In the last six months, I’ve transitioned from a QA Lead to an Engineering Lead position. I’m still a persistent and tenacious driver of quality. Now I get to influence the development process as well. It is a great opportunity for me to optimize development for the benefit of quality, as well as a great career challenge.
I began my career as a product support engineer. I was a temporary Microsoft employee for two years. Despite all the negativity you might associate with that, I found it to be an excellent opportunity for me to learn and prove myself. I started in phone support for Windows 95. It was 2 weeks before Win95 was released and it was a very exciting time. Product Support Services (PSS) was a fantastic environment for me to learn. There was a lot of knowledge about Windows, networking, memory management, etc. I just soaked it in. So many people were happy to help others learn. It was easy to find experts. It was the ideal environment for me to learn since I could ask dynamic questions of an expert.
After 10 months of that, I knew I needed a change. Although I enjoyed helping customers, the number of unique issues I encountered on a regular basis wasn’t growing. I was tired of hearing about how these issues negatively impacted customers and I wanted to go to the product team to find these issues before they were released.
So I became a manual tester. My job then was as close as I’ve ever been to the persona we use to to design our Test Case Management product. I tested third party applications to make sure they continued to work on new versions of Windows and Internet Explorer. Next I worked on NetMeeting, testing the multi-conference scale and configurations.
During those two years, I was fascinated with what one could do with programming to automate things. Whether it was a simple Excel macro to make a compelling report, a log parser to normalize disparate log formats, or automation to more quickly test an application… I was hooked. I think at our core, all programmers are a bit lazy and we’re attracted to the idea we can invest a bit in an application or script to do work for us. 🙂
I finally made my entrance into the world of programming as a Software Design Engineer in Test (SDET) and became a full time employee. Back when I started it wasn’t the most common type of tester we have at MS. SDETs are developers who use their programming knowledge to test the product. It could be API testing, performance, or scalability. We’ve even tried to automate UI tests with many essential attempts and failures over the last decade. We learned a lot of lessons and each iteration gets a bit better than before.
I’ve worked on many different MS apps as an SDET including Microsoft Works, MSN Small Business, ActiveSync (desktop sync for Windows Mobile), and Exchange ActiveSync (wireless sync for Windows Mobile).
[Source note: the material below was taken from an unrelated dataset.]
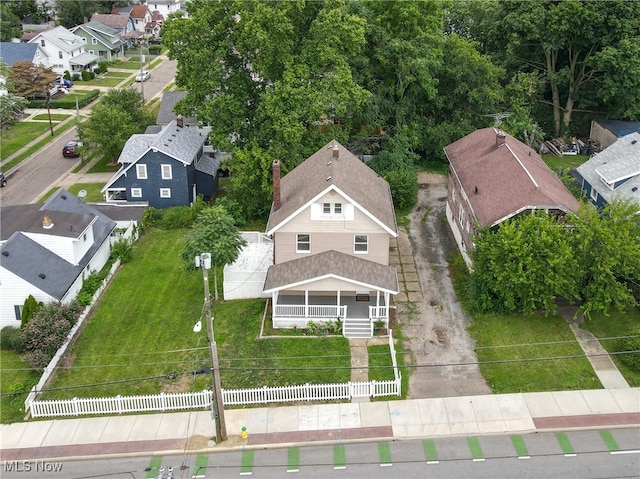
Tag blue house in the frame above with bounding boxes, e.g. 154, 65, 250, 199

Eventually I became an SDET Lead. I didn’t think I’d like being a people manager, but I’ve learned differently since transitioning. More on that in a future blog. As an SDET Lead I championed quality, trained new testers, triaged bugs, and took part in product design. My goal was to drive for quality at every stage.
It was difficult to convince my development leads to change their approach. Now that I’m an Engineering Lead, I have the authority to make direct changes up stream. I’m not out to ruin development at the expense of quality. Now I feel I can make both better. Scrum and agile have been a great guide for bringing that to my team.